Bike blog, highway expansion & CNG

Bullies suck.

Lockwood Lane is a 30 mph residential street with 3,500 vehicles per day during the week, much less on a holiday weekend. My daughter and I biked down this lane last week when she fell over in the street.

Enter Mr Dude with the monstrous diesel powered dualie driving behind us. He slows a little, decides my 10 year old daughter is taking too long picking herself up off of the street, blares his horn, then guns his engine and roars past us. What a dork.


We have some individuals out there who think Caltrain’s budget problems are due to financial mismanagement. Caltrain moves 36,000 people each day on an annual budget of less than $100 million, 60% of which is provided by the three county agencies that own the commuter rail line. (Compare against the $300 million annual budget for the California Highway Patrol Golden Gate Division traffic operations, or Caltrans District 4 $1 billion operating budget). For Fiscal 2011, those agencies are pulling $30 million of that funding in response to their own fiscal problems. Caltrain has the same problem many of us as individuals have these days: We suddenly have a lot less cash to spend. A big part of their challenge is that Caltrain is already a lean operation — there really is very little fat to cut. Green Caltrain has a couple of ideas on saving money, especially from SamTrans (and have you seen SamTrans fleet of shiny brand new buses? Wow!)
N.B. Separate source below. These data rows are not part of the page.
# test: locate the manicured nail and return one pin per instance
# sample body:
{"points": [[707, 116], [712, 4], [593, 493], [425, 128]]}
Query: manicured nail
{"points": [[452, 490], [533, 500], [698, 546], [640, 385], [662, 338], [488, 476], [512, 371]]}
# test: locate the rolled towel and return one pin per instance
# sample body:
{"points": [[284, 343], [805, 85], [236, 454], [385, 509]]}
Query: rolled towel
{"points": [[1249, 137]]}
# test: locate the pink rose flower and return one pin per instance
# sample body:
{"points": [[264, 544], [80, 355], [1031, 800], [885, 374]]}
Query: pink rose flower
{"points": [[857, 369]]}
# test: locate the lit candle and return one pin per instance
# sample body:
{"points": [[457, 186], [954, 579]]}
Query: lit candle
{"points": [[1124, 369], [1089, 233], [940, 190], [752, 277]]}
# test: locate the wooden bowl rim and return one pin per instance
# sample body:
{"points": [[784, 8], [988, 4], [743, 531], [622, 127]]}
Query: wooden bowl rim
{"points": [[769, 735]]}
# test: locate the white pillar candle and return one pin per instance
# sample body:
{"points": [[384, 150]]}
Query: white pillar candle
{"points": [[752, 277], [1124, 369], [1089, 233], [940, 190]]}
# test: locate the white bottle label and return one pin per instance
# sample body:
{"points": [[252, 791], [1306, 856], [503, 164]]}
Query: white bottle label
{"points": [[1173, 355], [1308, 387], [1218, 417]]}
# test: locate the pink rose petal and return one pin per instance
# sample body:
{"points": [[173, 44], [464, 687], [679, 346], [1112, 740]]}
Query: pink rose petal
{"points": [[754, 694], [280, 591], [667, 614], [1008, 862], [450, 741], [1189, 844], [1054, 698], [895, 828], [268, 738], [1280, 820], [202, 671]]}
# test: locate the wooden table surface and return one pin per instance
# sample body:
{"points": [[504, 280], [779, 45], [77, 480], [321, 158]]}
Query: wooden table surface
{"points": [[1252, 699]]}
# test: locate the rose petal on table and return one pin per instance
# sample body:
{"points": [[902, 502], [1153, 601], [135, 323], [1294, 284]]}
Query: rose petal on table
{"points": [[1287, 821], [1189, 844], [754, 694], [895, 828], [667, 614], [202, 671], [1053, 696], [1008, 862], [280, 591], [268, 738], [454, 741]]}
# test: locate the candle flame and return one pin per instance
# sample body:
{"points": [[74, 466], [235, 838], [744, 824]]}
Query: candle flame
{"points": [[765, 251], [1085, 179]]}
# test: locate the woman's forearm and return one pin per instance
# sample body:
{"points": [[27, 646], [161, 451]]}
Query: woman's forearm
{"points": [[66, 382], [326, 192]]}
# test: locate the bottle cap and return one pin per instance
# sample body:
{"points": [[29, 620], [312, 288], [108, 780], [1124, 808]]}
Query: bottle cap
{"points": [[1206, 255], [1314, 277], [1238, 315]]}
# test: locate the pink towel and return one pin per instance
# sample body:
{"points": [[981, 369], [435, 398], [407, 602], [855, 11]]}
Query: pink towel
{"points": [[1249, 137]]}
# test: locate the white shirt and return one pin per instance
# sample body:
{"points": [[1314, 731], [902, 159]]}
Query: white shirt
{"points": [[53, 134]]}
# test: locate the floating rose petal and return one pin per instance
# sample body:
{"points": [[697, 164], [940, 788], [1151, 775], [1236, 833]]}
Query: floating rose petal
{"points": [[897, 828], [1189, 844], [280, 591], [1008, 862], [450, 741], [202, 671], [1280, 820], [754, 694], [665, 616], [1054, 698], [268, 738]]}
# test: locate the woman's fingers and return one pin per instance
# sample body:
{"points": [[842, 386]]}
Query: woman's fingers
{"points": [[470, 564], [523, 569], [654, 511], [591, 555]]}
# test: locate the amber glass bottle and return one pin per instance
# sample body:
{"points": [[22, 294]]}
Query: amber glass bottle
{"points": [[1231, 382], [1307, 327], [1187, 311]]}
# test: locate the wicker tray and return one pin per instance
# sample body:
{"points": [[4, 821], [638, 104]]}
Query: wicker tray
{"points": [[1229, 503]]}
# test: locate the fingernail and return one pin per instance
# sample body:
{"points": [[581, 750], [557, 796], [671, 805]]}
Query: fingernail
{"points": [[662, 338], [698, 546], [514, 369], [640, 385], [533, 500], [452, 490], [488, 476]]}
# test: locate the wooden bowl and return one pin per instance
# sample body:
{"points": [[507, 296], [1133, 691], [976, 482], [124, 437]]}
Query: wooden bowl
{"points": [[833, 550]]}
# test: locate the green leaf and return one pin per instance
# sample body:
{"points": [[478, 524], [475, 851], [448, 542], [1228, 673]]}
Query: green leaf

Murph points out that if (or when?) Caltrain goes away, you need to add 2.5 lanes of freeway to Highway 101 and / or I-280 from San Jose to San Francisco to handle the increased traffic. At a cost of $48 million per lane per mile (SF Bay Area highway construction costs), you need $6 billion to add those lanes for the 50 mile distance between San Jose and San Francisco. That’s assuming the right of way can be acquired (good luck). With or without these added lanes, you’ll still have added public expense through more delays, more traffic collisions, more strain on local roads feeding the highways, and more deleterious health effects from the added traffic and pollution.
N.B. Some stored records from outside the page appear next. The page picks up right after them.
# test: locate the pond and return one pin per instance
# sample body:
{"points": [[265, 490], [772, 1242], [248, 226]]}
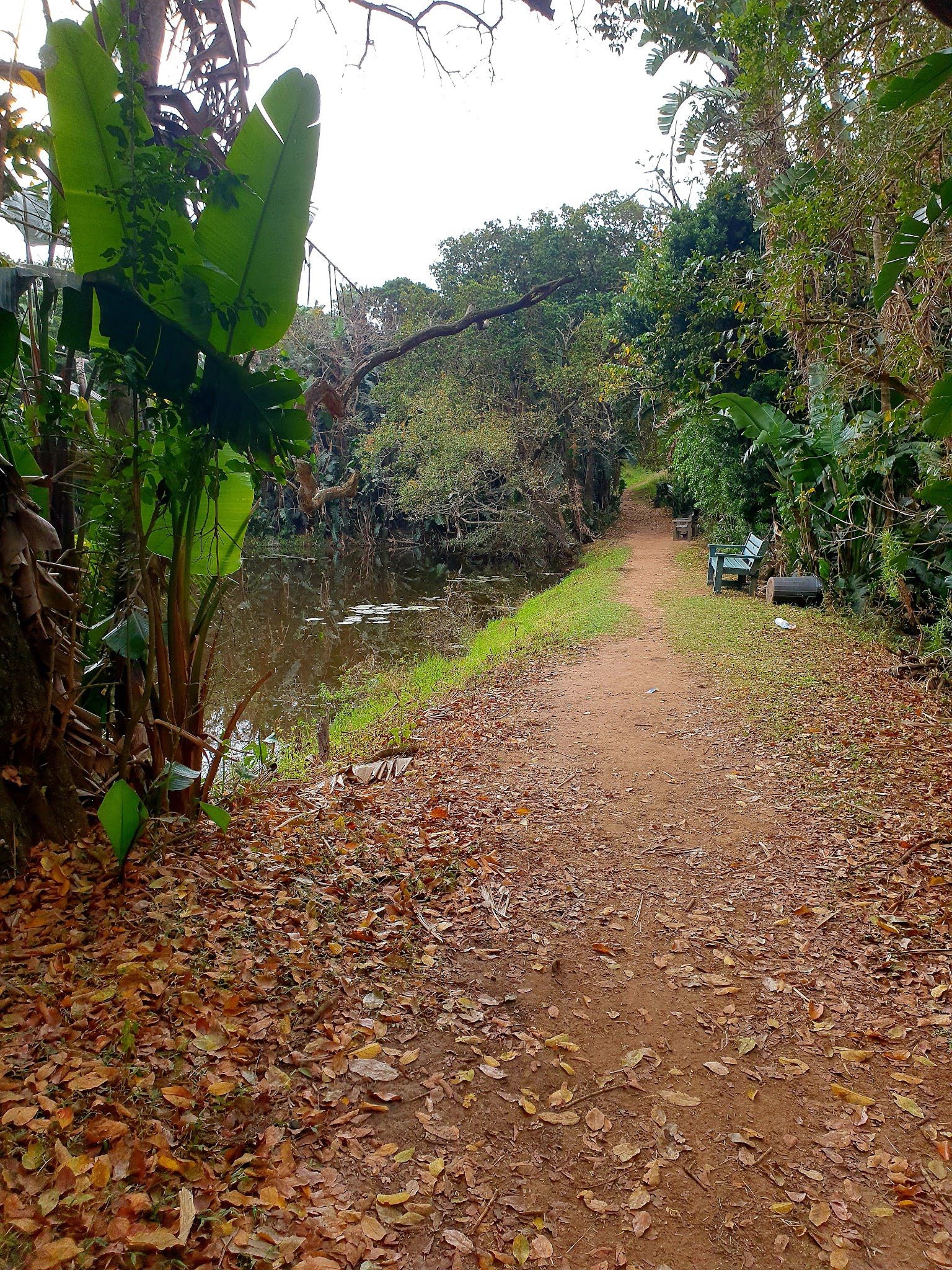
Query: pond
{"points": [[315, 620]]}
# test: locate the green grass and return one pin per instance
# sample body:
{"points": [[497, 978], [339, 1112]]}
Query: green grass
{"points": [[385, 706], [640, 481], [775, 675]]}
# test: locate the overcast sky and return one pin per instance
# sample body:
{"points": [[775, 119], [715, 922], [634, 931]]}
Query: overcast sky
{"points": [[409, 158]]}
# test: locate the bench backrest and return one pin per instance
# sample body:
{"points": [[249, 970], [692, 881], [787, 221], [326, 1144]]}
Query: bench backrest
{"points": [[754, 548]]}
In other transit news, I had a good conversation with Santa Cruz Metro operations manager Ciro Aguirre the other day. Some news and info from him:

  • The engine reliability on their latest batch of buses used for the popular Highway 17 Express service has been “disappointing,” which explains the spate of breakdowns over the past few months. The John Deere engines used in these coaches apparently must operate within very tight tolerances, and when a sensor goes haywire somewhere the computer shuts the whole engine down. Ciro says he plans to reprogram the computers on those engines after the warranty expires.
  • Before that happens, Santa Cruz Metro received a grant and have ordered 5 brand new buses. With different engines in them.
  • In the context of service reductions, I asked about doing something like VTA did with their community shuttle buses. These are smaller buses to service lower ridership routes that are ostensibly less expensive to operate. Ciro smiled and told me, “No, not really.” VTA had to build and entire new maintenance infrastructure for the gasoline engine community buses. They’re less durable and, hence, more expensive to maintain than larger, diesel engine coaches. The expected cost savings from lower paid drivers on these bus routes didn’t pan out because their operators wanted the same pay for driving no matter what the bus looks like.
  • Santa Cruz Metro uses compressed natural gas (CNG) to fuel its coaches. The agency picked CNG for several reasons, but there is a big drawback that nobody mentions: CNG results in reduced engine life. According to Ciro, a bus diesel engine generally lasts about 400,000 miles before it needs an overhaul. With their extensive experience with CNG, Santa Cruz Metro has found they need to overhaul the engine after only 240,000 miles.

Well, this was supposed to be one of those catch all posts with links out to everything else, but I focused on public transit instead. I’ll save the links for another post.

Oh, and *ahem* — don’t forget THE CONTEST. and Thank you for reading.

5 Comments

  1. Rafael Mandelman, District 8 Supervisor Candidate in San Francisco, was asked at a debate (along with the other candidates) to give one of his “out of the box ideas”.

    His was a fleet of small buses to serve the Twin Peaks area.

    Politicians.

  2. Wow, I'm so impressed by a guy who can demonstrate that he's more macho than a 10-year-old girl. [/sarcasm]

    Where were those Deere engines made, do you know? Weren't they shuttering plants like crazy and going overseas recently?

  3. Don't you just want to scream “Hey dude in the monstrous diesel powered dualie! Stop being such a friggin' stereotype.”

    Daughter must be OK or you'd have mentioned it. If it will help her heal, point out that boys dig scars.

  4. Rafael Mandelman, District 8 Supervisor Candidate in San Francisco, was asked at a debate (along with the other candidates) to give one of his “out of the box ideas”.